The Second Circuit recently ruled that the District Court for the Southern District of New York properly issued a preliminary injunction banning the City of New York (“City”) from enforcing its new “lease cap” rules with regard to the maximum lease rates for taxi cabs. See Metropolitan Taxicab Board of Trade v. City of New York, Docket No. 09-2901-cv, 2010 U.S. App. LEXIS 15303 (2d Cir. July 27, 2010).
Essentially, the City’s rules, promulgated March 26, 2009 (after a prior rule that also sought to impose stricter fuel emission standards on the taxi fleet was struck down), set the per shift lease rate that taxi fleet owners can charge to cabbies such that owners of hybrid taxis can charge a higher lease rate than can owners of vehicles that are less fuel efficient. The City’s justification for these rules is that “the rules correct a structural problem with the standard vehicle lease arrangement that artificially insulates the taxi owners from fuel costs.” 2010 U.S. App. LEXIS 15303, at * 13.
Nobody disputes that the purpose of the rules is laudable. However, taxi owners argue that the rule forces them to purchase hybrid vehicles and have challenged the rules on the grounds that federal laws, the Energy Policy and Conservation Act, 49 U.S.C. § 32919(a), (“EPCA”) and the Clear Air Act, 42 U.S.C. § 7543(a), (“CAA”), preempt the new rules.
The test for whether a preliminary injunction (“PI”) should issue is: (1) whether the plaintiffs would be irreparably harmed if defendant’s conduct were not enjoined; (2) whether the plaintiffs are likely to succeed on their claim; and (3) whether the public interest weighs in favor of issuing the preliminary injunction.
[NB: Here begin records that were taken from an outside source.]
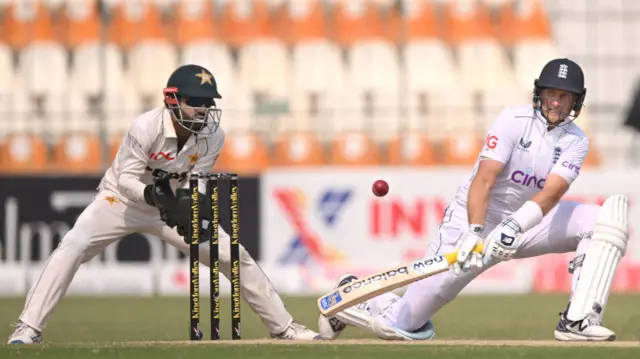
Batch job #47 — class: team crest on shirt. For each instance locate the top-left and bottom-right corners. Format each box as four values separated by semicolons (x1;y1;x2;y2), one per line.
518;138;531;152
187;152;200;166
551;147;562;165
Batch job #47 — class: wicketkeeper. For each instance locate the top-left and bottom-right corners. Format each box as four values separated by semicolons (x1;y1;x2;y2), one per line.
9;65;318;344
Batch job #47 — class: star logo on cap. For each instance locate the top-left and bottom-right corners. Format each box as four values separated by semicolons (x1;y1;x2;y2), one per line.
196;70;213;86
187;152;200;165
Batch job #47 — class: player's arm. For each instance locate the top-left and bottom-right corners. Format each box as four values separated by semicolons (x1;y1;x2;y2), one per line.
513;137;589;232
115;128;153;202
192;132;225;191
467;158;504;226
467;110;519;227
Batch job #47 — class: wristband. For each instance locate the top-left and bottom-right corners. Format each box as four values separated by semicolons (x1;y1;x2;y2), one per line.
144;185;156;207
511;201;544;233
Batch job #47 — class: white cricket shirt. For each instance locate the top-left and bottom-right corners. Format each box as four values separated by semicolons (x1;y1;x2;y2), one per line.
455;105;589;224
98;108;225;205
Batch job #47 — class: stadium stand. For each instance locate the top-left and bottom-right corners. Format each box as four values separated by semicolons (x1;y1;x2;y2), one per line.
0;0;640;173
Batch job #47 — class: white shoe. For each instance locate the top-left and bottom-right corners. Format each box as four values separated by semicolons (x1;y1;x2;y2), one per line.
553;313;616;342
318;274;358;340
8;322;42;344
271;322;320;340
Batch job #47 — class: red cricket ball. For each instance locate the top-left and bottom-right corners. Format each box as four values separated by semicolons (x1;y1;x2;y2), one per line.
371;180;389;197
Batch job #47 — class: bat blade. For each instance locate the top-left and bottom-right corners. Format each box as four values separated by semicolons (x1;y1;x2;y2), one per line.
318;244;483;317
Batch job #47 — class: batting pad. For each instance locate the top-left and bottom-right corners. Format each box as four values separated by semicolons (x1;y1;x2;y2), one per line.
567;194;629;321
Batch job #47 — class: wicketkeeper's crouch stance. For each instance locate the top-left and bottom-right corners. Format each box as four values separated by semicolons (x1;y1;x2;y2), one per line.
9;65;318;343
319;59;629;341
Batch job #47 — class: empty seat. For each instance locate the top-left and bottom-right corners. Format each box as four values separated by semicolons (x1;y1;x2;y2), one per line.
333;39;400;141
513;39;558;90
218;0;274;48
61;1;102;49
442;132;483;166
17;41;68;97
215;132;269;175
274;0;329;45
444;0;513;92
333;0;395;47
4;1;57;50
126;39;178;106
52;132;103;173
329;132;380;166
69;42;125;100
0;132;49;174
498;0;551;46
387;132;438;166
271;132;325;166
108;0;169;50
103;78;144;138
290;39;345;130
174;0;217;46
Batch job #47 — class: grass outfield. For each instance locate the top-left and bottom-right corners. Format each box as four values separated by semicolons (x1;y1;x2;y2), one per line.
0;295;640;359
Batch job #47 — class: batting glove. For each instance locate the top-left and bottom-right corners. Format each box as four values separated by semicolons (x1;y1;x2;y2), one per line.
453;225;484;275
482;218;522;265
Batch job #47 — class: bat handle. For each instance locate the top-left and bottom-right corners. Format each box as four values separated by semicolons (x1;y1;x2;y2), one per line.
444;243;484;265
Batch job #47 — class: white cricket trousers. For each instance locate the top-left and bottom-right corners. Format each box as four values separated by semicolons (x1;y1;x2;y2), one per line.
370;201;600;331
20;191;292;334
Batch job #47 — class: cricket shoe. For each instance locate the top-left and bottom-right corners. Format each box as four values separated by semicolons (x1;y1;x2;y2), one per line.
553;312;616;342
318;274;358;340
8;322;42;344
371;316;436;340
271;321;321;340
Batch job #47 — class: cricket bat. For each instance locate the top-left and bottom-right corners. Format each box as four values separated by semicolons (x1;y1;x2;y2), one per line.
318;243;483;317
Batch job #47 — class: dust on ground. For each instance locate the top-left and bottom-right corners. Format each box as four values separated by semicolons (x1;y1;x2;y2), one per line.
58;339;640;348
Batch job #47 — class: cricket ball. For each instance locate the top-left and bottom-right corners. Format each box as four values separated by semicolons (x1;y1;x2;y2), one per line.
371;180;389;197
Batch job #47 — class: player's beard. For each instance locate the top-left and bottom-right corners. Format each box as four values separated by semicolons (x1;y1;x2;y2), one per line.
542;102;571;126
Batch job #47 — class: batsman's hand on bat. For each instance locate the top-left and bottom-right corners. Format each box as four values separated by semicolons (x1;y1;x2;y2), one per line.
453;224;484;275
144;173;176;211
482;218;522;265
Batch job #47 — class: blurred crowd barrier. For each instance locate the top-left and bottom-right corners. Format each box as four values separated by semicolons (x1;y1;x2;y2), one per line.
0;0;640;174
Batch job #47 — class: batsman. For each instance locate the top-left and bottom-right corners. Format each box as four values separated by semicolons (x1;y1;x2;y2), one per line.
319;58;629;341
9;65;318;344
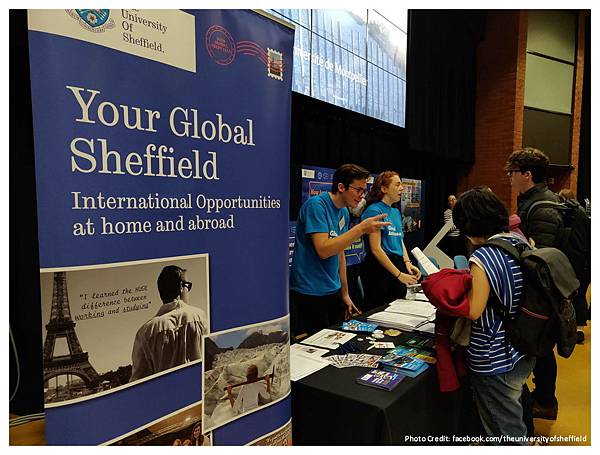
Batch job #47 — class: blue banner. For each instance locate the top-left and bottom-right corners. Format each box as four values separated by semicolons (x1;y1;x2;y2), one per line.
28;9;294;445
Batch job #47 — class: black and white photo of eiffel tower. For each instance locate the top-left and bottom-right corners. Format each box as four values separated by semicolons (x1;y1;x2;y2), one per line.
40;254;210;406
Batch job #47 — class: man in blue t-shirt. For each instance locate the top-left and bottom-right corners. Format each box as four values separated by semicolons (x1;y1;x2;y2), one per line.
290;164;390;335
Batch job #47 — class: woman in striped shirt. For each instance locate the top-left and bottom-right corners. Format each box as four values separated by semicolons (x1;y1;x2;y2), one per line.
453;188;535;445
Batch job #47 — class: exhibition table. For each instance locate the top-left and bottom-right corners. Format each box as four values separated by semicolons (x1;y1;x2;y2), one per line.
292;307;471;445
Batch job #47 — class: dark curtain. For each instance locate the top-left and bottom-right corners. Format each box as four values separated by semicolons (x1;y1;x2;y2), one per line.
405;10;485;239
290;11;485;242
577;15;592;206
8;10;44;415
290;92;413;220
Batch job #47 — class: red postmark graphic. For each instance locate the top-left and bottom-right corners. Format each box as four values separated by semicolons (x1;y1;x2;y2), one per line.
205;25;236;65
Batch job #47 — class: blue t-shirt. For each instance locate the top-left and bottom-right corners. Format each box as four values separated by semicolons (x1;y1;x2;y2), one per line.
361;201;404;256
290;192;350;296
467;234;525;376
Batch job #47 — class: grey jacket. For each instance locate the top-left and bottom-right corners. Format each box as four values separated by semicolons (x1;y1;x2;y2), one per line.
517;183;563;248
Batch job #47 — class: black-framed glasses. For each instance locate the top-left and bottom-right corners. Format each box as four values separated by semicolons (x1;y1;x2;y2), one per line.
348;185;367;196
On appeal, the City conceded that the plaintiffs would be irreparably harmed, and also did not contest the District Court’s balancing of interests and determination that it was in the public interest to issue the PI. Therefore, the sole issue before the Circuit Court addressed the second prong of this test: whether the plaintiffs were likely to succeed on their preemption claim against the City of New York.
The Second Circuit cited the Supreme Court’s instruction in analyzing whether a statute or regulation is preempted: the court must examine “whether the challenged law contains a reference to the preempted subject matter or makes the existence of the preempted subject matter ‘essential to the law’s operation.'” 2010 U.S. App. LEXIS 15303, at * 9-10 (citing Cal.Div. of Labor Standards Enforcement v. Dillingham Constr., N.A., Inc., 519 U.S. 316, 324-25 (1997)).
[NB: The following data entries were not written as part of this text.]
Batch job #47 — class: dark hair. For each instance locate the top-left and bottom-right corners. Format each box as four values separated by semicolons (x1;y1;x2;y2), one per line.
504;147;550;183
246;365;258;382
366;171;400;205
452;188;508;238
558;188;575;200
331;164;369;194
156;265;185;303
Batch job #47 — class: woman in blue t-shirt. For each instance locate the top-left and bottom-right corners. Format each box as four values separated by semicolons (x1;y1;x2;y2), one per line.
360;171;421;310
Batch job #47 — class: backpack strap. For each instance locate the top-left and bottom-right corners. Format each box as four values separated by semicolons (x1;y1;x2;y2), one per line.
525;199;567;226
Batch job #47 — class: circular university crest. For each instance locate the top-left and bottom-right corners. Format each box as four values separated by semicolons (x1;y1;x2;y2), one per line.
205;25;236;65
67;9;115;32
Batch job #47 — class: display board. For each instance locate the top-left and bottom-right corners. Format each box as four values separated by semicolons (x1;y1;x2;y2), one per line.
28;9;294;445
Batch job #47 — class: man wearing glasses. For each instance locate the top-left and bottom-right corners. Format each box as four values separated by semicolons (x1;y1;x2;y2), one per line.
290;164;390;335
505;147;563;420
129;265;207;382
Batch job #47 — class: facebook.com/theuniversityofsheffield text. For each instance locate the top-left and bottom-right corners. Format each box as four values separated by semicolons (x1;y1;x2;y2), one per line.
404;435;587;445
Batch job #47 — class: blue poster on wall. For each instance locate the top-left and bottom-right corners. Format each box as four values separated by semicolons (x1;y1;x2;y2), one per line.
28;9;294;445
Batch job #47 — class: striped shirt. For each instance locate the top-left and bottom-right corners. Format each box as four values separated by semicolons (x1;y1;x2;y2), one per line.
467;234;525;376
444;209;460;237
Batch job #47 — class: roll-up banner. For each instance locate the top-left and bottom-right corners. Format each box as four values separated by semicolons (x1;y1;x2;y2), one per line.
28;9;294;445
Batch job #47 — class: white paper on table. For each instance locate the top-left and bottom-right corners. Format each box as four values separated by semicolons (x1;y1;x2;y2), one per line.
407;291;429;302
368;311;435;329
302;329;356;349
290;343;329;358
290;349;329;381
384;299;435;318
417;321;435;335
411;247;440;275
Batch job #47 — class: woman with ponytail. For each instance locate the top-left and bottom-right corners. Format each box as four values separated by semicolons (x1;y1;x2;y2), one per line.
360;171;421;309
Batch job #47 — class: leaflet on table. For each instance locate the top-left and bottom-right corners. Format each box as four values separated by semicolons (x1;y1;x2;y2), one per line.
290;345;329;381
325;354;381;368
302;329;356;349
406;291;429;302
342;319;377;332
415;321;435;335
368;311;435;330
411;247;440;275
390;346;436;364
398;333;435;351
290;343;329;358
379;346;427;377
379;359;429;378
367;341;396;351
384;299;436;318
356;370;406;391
Applying this test, the appeals court determined the new rules, indeed, contain a reference to fuel economy standards in the EPCA and make fuel economy standards essential to the operation of the new rules. The Court said: “The requirement that a taxi be a hybrid in order to qualify for the upwardly adjusted lease cap does nothing more than draw a distinction between vehicles with greater or lesser fuel-efficiency.” 2010 U.S. App. LEXIS 15303, at *12. The Second Circuit further reasoned that imposition of the lease caps based on whether a taxi has a hybrid engine has no purpose other than to improve the fuel economy standards of the NYC taxi fleet. Id., at *13. Therefore, the law is preempted by the EPCA.
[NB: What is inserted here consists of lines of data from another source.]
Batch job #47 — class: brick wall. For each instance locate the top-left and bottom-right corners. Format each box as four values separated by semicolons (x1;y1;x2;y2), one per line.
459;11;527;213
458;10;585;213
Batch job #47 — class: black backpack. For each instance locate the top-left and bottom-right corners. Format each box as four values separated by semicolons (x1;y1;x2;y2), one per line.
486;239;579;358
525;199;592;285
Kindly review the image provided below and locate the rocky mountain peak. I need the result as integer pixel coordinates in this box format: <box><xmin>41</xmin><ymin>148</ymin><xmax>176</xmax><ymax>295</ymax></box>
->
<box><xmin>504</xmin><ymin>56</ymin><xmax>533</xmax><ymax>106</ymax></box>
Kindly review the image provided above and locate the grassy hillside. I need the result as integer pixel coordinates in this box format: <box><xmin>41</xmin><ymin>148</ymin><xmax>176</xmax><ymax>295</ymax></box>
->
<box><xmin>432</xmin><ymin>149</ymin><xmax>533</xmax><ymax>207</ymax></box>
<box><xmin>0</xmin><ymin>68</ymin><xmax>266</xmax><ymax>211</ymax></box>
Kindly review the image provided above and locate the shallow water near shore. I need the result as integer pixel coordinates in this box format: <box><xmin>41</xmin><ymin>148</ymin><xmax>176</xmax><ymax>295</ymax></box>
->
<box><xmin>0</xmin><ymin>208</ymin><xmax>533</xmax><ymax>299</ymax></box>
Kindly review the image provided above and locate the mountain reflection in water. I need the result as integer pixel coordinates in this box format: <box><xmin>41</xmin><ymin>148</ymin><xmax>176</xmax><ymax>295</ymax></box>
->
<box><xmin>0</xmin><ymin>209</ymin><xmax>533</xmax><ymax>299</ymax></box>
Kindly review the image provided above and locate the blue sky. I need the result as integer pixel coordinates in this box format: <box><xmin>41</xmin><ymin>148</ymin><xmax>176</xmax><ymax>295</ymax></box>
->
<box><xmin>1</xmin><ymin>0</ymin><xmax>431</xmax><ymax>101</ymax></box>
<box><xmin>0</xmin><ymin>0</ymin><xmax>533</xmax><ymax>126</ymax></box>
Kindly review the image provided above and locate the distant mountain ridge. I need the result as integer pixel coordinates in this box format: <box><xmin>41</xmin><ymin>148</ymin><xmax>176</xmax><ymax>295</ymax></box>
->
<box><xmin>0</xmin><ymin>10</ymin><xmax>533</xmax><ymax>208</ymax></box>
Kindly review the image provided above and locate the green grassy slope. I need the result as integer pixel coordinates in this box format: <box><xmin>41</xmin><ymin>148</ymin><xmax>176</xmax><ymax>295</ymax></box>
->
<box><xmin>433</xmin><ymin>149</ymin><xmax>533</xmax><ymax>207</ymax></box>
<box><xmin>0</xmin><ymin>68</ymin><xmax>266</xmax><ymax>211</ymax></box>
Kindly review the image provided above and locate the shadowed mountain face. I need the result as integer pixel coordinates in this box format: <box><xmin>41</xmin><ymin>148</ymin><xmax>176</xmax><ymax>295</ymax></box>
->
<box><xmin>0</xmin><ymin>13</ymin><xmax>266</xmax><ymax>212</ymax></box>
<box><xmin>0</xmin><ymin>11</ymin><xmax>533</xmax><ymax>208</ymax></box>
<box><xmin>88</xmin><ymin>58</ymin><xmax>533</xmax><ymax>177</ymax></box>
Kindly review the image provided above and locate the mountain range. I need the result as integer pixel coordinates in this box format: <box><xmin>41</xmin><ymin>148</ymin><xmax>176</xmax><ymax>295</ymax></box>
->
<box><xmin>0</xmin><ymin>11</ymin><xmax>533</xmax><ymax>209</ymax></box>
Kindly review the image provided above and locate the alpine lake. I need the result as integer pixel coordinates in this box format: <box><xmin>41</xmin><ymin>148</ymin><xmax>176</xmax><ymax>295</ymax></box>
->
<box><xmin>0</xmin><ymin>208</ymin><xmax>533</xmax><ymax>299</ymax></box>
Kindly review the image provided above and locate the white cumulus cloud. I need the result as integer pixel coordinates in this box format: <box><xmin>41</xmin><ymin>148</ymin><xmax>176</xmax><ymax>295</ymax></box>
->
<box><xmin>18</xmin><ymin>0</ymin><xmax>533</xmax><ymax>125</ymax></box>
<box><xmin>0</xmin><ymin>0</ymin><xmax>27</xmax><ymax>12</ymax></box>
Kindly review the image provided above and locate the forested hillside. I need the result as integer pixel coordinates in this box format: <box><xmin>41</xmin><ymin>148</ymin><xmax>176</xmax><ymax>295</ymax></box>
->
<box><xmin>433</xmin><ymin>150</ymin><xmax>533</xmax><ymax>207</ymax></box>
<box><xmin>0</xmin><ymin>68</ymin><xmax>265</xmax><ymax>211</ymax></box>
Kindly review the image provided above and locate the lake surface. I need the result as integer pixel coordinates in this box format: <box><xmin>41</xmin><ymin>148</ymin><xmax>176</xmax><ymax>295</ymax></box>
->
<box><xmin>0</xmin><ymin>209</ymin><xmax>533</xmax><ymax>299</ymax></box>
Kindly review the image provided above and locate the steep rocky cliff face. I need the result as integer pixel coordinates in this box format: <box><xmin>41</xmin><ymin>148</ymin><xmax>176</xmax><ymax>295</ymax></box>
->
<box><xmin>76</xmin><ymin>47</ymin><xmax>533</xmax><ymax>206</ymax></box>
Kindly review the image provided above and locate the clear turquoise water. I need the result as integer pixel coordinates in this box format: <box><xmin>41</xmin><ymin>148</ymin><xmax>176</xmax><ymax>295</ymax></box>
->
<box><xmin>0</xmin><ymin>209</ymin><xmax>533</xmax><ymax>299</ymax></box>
The Second Circuit did not consider whether the Clean Air Act preempted this rule. It noted that it need not do so since the EPCA already preempts the rules and the likelihood of plaintiffs succeeding on their claim is virtually guaranteed.
One distinction between the District Court’s decision and the Second Circuit’s decision is that the District Court first determined that the new rule was indeed a mandate that all taxi owner purchase hybrid vehicles, but the Second Circuit did not consider that issue. The District Court seemed to say that only once it is determined that the rules are a mandate can the Court then analyze whether the rules are preempted. The Second Circuit did not, on the other hand, engage in the threshold inquiry regarding whether the new rule was a mandate, finding the District Court’s conclusion “irrelevant to [its] analysis.” Nonetheless, the Circuit Court came out with the same result: the City is enjoined from enforcing its lease cap rules.